Latest on the lawsuit

Planned Parenthood and EMW Women’s Surgical Center sued the state last summer after both laws took effect, arguing their unconstitutionality. After a Jefferson Circuit judge found merit in their case and granted a temporary injunction blocking enforcement of both laws, Cameron vigorously appealed.

The “alleged harm here — an infringement on the right to abortion — is nonexistent,” Cameron wrote in his appeal last year.

After the Kentucky Court of Appeals granted his appeal, reversing that lower court’s injunction, the case made its way to the Kentucky Supreme Court. In February, the high court in a split decision declined to reinstate the injunction, which kept both bans in place.

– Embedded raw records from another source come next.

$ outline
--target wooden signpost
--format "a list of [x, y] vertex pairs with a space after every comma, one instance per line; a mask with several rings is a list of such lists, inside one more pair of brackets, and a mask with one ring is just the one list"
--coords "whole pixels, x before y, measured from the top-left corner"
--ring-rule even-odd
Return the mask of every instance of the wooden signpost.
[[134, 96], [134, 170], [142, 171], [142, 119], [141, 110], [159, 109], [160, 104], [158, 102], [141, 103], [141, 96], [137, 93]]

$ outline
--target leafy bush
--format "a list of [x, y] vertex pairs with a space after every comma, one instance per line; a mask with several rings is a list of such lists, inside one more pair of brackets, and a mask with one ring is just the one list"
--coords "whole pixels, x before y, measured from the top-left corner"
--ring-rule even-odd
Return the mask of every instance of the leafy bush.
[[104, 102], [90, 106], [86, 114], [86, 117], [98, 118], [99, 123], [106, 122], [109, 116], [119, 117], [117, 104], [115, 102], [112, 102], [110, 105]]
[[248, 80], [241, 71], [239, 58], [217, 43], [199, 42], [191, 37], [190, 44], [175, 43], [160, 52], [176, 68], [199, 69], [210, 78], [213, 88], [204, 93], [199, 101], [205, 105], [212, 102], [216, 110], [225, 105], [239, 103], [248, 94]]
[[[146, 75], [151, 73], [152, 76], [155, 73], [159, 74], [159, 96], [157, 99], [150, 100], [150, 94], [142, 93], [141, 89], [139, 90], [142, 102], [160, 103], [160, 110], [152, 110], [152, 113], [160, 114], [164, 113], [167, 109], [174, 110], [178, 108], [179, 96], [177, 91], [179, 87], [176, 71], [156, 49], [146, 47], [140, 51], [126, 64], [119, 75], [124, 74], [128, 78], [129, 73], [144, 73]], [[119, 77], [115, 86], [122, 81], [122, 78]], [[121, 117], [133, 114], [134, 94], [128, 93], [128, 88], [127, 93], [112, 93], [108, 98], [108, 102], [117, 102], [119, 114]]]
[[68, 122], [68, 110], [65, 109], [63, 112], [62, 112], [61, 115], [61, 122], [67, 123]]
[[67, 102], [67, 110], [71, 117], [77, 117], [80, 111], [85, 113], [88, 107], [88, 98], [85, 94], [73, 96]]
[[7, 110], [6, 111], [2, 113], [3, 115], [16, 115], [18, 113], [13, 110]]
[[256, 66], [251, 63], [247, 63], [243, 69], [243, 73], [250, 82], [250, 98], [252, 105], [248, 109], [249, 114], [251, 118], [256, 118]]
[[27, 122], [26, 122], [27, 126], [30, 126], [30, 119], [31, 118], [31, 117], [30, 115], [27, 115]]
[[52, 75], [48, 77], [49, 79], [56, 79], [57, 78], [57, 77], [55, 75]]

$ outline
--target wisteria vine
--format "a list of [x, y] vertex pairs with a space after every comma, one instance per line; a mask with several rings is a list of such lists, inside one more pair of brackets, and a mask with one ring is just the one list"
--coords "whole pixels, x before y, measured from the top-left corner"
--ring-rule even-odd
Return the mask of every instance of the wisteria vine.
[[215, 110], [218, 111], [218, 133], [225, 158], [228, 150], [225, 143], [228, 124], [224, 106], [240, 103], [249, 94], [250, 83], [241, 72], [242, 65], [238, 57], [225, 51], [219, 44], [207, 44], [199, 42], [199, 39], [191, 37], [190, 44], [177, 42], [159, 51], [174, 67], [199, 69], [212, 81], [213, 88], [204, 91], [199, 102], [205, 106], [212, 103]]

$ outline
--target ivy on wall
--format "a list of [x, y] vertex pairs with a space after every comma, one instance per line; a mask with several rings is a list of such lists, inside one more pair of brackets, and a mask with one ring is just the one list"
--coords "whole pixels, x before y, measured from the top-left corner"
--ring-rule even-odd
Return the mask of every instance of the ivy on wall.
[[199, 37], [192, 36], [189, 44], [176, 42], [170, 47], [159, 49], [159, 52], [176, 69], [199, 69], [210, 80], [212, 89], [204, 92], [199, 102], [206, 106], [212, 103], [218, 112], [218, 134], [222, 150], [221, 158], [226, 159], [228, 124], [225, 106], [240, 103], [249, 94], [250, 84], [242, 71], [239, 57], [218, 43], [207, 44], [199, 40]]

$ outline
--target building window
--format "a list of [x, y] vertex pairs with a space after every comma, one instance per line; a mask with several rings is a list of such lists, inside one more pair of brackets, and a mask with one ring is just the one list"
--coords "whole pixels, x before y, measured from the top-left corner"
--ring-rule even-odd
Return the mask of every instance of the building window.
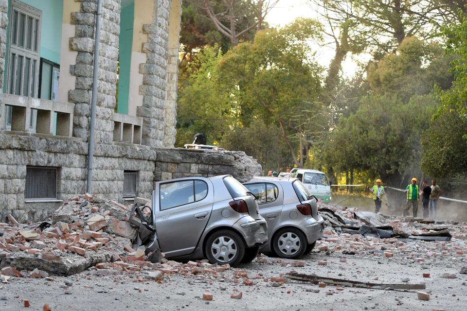
[[123, 194], [124, 198], [136, 196], [136, 179], [138, 172], [135, 171], [124, 171], [123, 172]]
[[24, 198], [27, 200], [56, 200], [57, 168], [27, 167]]
[[39, 98], [56, 102], [58, 100], [60, 65], [41, 58], [39, 71]]
[[11, 12], [7, 92], [36, 97], [41, 12], [13, 0]]

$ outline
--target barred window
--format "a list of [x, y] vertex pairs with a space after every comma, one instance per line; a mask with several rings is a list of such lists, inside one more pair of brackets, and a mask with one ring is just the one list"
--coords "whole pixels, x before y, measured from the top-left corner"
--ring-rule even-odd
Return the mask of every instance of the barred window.
[[57, 168], [28, 166], [26, 169], [25, 199], [57, 198]]
[[123, 173], [123, 193], [124, 198], [136, 196], [136, 177], [138, 172], [135, 171], [125, 171]]
[[37, 97], [42, 12], [13, 0], [10, 18], [7, 92]]

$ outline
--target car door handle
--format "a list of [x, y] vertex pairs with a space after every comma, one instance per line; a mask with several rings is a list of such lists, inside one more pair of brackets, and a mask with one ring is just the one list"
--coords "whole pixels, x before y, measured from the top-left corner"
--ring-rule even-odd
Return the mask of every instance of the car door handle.
[[202, 213], [198, 213], [195, 215], [195, 217], [198, 218], [198, 219], [203, 219], [207, 216], [208, 213], [206, 212], [203, 212]]

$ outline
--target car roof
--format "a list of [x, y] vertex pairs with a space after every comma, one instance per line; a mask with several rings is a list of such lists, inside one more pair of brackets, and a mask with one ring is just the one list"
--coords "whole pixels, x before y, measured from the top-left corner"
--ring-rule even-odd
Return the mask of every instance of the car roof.
[[[308, 172], [308, 173], [319, 173], [321, 174], [324, 173], [321, 172], [321, 171], [318, 171], [317, 170], [309, 170], [308, 169], [296, 169], [296, 170], [293, 172], [293, 173], [296, 173], [296, 172], [298, 172], [299, 173]], [[325, 174], [324, 174], [325, 175]]]
[[270, 177], [269, 176], [254, 176], [247, 182], [253, 181], [276, 181], [279, 182], [293, 182], [296, 179], [295, 177]]

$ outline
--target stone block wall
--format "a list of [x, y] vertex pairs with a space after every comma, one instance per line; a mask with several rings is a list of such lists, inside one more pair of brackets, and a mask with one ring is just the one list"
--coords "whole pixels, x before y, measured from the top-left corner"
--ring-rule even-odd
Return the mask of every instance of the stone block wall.
[[143, 75], [143, 85], [140, 86], [140, 94], [143, 95], [143, 105], [137, 108], [137, 115], [143, 118], [143, 144], [161, 147], [164, 137], [164, 102], [171, 1], [154, 1], [157, 8], [153, 22], [143, 27], [148, 41], [143, 45], [143, 52], [147, 56], [146, 63], [140, 65], [140, 72]]
[[[72, 15], [72, 23], [76, 26], [76, 30], [75, 36], [70, 38], [70, 49], [78, 52], [78, 55], [76, 65], [70, 69], [76, 79], [75, 89], [69, 92], [68, 100], [75, 103], [73, 136], [87, 141], [92, 95], [97, 6], [95, 0], [79, 1], [80, 11]], [[120, 0], [102, 1], [96, 107], [96, 143], [111, 144], [113, 138], [121, 9]]]
[[[88, 143], [70, 138], [0, 134], [0, 222], [11, 213], [21, 222], [45, 219], [60, 200], [86, 191]], [[124, 172], [138, 172], [136, 195], [149, 198], [156, 181], [229, 174], [241, 182], [261, 173], [261, 165], [242, 152], [95, 145], [93, 194], [121, 199]], [[25, 200], [28, 166], [57, 168], [58, 202]]]

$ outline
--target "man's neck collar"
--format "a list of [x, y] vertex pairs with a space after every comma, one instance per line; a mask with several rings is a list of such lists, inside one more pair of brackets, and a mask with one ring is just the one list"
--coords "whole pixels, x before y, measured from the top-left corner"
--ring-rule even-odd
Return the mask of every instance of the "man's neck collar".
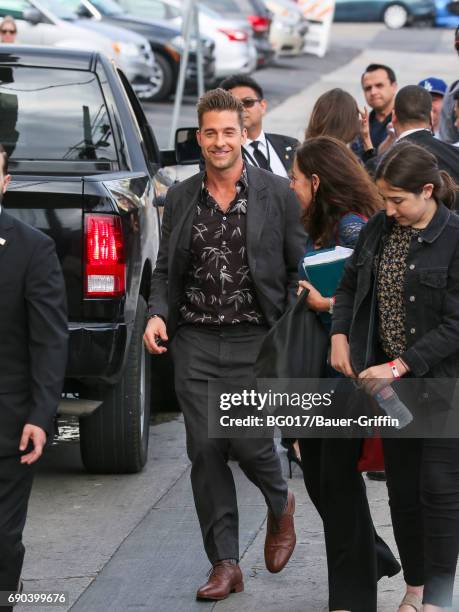
[[260, 131], [258, 132], [258, 134], [256, 136], [251, 137], [251, 136], [247, 135], [247, 142], [246, 142], [246, 144], [250, 144], [254, 140], [261, 140], [262, 142], [264, 142], [264, 140], [265, 140], [265, 133], [263, 131], [263, 128], [260, 129]]

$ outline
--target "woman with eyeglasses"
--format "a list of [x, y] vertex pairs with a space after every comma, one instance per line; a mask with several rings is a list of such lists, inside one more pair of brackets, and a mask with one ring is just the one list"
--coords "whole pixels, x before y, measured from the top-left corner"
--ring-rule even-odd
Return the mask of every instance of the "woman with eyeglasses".
[[[410, 389], [415, 383], [435, 391], [448, 379], [456, 384], [459, 217], [450, 209], [458, 188], [433, 155], [409, 142], [394, 145], [382, 158], [376, 184], [385, 211], [362, 229], [344, 270], [332, 320], [331, 364], [358, 377], [372, 395], [400, 377], [416, 379]], [[363, 363], [365, 354], [373, 355], [371, 367]], [[425, 387], [430, 384], [425, 379], [437, 378], [442, 379], [437, 387]], [[405, 385], [399, 384], [400, 393]], [[434, 391], [407, 396], [413, 425], [433, 410], [428, 431], [448, 408]], [[383, 438], [406, 582], [399, 612], [440, 612], [452, 605], [459, 552], [458, 434]]]
[[[354, 248], [367, 219], [383, 206], [357, 157], [343, 142], [327, 136], [310, 138], [297, 149], [291, 188], [303, 210], [305, 254], [337, 245]], [[306, 280], [300, 286], [309, 290], [310, 309], [333, 310], [333, 299]], [[326, 364], [324, 371], [329, 377], [340, 376]], [[365, 484], [357, 471], [361, 446], [357, 438], [300, 440], [306, 489], [324, 523], [333, 612], [376, 612], [377, 581], [400, 571], [373, 526]]]
[[0, 23], [0, 42], [14, 44], [16, 42], [17, 27], [14, 19], [7, 15]]

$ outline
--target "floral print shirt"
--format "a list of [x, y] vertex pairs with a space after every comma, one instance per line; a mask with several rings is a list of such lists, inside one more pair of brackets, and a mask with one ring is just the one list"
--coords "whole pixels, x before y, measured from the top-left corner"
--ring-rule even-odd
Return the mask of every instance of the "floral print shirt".
[[191, 233], [191, 266], [180, 307], [182, 323], [264, 324], [247, 261], [247, 172], [222, 212], [204, 177]]
[[406, 350], [403, 286], [411, 240], [419, 231], [394, 223], [381, 254], [377, 284], [379, 337], [390, 359], [396, 359]]

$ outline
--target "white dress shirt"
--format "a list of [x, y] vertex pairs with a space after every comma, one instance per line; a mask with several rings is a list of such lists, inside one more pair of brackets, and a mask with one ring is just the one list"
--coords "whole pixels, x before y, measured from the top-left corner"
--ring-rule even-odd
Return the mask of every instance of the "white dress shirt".
[[[266, 134], [264, 133], [264, 131], [262, 130], [258, 138], [254, 138], [254, 140], [257, 140], [260, 143], [258, 146], [258, 150], [260, 151], [260, 153], [263, 153], [266, 159], [269, 159], [269, 167], [271, 168], [273, 173], [277, 174], [278, 176], [288, 178], [287, 170], [285, 169], [284, 164], [277, 155], [273, 145], [266, 139]], [[253, 140], [249, 140], [247, 138], [247, 142], [245, 143], [245, 145], [243, 145], [247, 153], [247, 155], [245, 156], [245, 160], [252, 166], [258, 166], [253, 156], [254, 149], [250, 145], [251, 142], [253, 142]]]

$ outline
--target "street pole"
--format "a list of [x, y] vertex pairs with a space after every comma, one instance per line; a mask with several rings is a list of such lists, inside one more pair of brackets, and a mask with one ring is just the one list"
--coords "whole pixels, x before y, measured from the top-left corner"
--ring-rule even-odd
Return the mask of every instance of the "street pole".
[[193, 22], [194, 4], [195, 0], [185, 0], [183, 9], [182, 38], [184, 41], [184, 47], [182, 60], [180, 62], [177, 89], [175, 92], [174, 111], [172, 113], [171, 132], [169, 136], [170, 149], [173, 149], [175, 146], [175, 132], [178, 127], [178, 122], [180, 118], [180, 108], [182, 106], [183, 93], [185, 91], [186, 70], [188, 67], [188, 57], [190, 55], [191, 26]]
[[194, 35], [196, 37], [196, 61], [198, 67], [198, 97], [204, 93], [204, 57], [202, 53], [201, 31], [199, 29], [199, 7], [197, 4], [193, 10]]

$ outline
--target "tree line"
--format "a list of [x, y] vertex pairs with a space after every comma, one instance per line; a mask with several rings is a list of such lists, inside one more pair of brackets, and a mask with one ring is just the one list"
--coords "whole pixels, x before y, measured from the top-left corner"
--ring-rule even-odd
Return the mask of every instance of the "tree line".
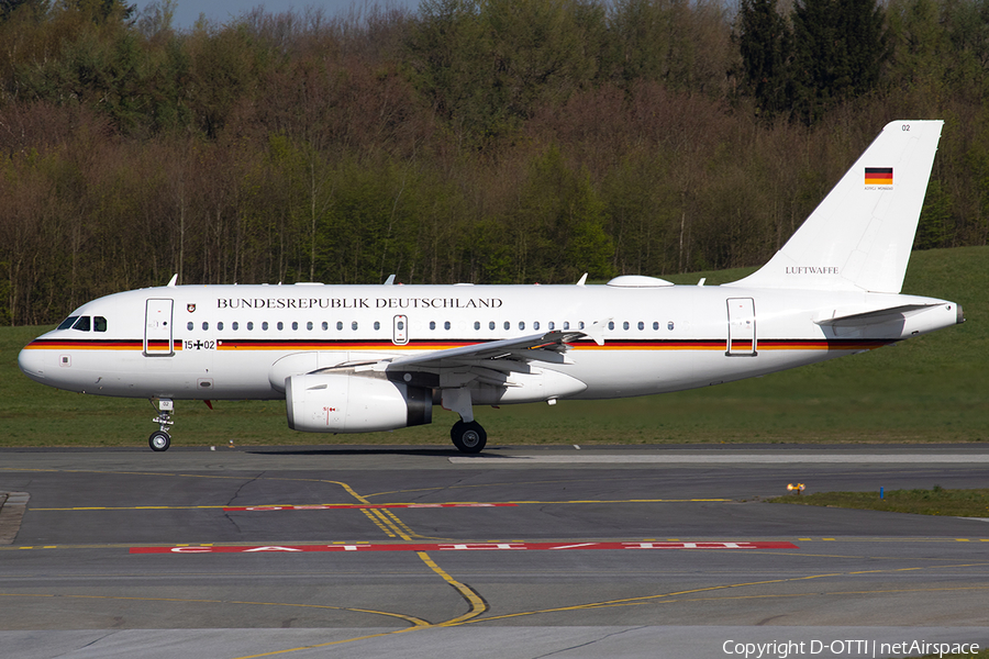
[[892, 119], [916, 248], [989, 233], [989, 0], [0, 1], [0, 323], [182, 283], [757, 265]]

A majority of justices said both providers lacked necessary constitutional standing to sue on behalf of patients directly impacted by both bans; abortion providers needed to demonstrate concrete examples of harm — “genuine obstacle or hindrance” — the laws caused their patients.

This standard means abortion providers must bring forward women who are actively pregnant, in need of an abortion, and actively being denied that care — a short window lasting days or weeks. Because it’s a uniquely challenging standard to meet for a number of factors, Planned Parenthood and EMW asked a judge to dismiss their lawsuit in June but vowed to bring a new case once they found necessary plaintiffs.

The primary question brought by the initial lawsuit — does the Kentucky constitution protect an individual’s right to access abortion — has still yet to be answered.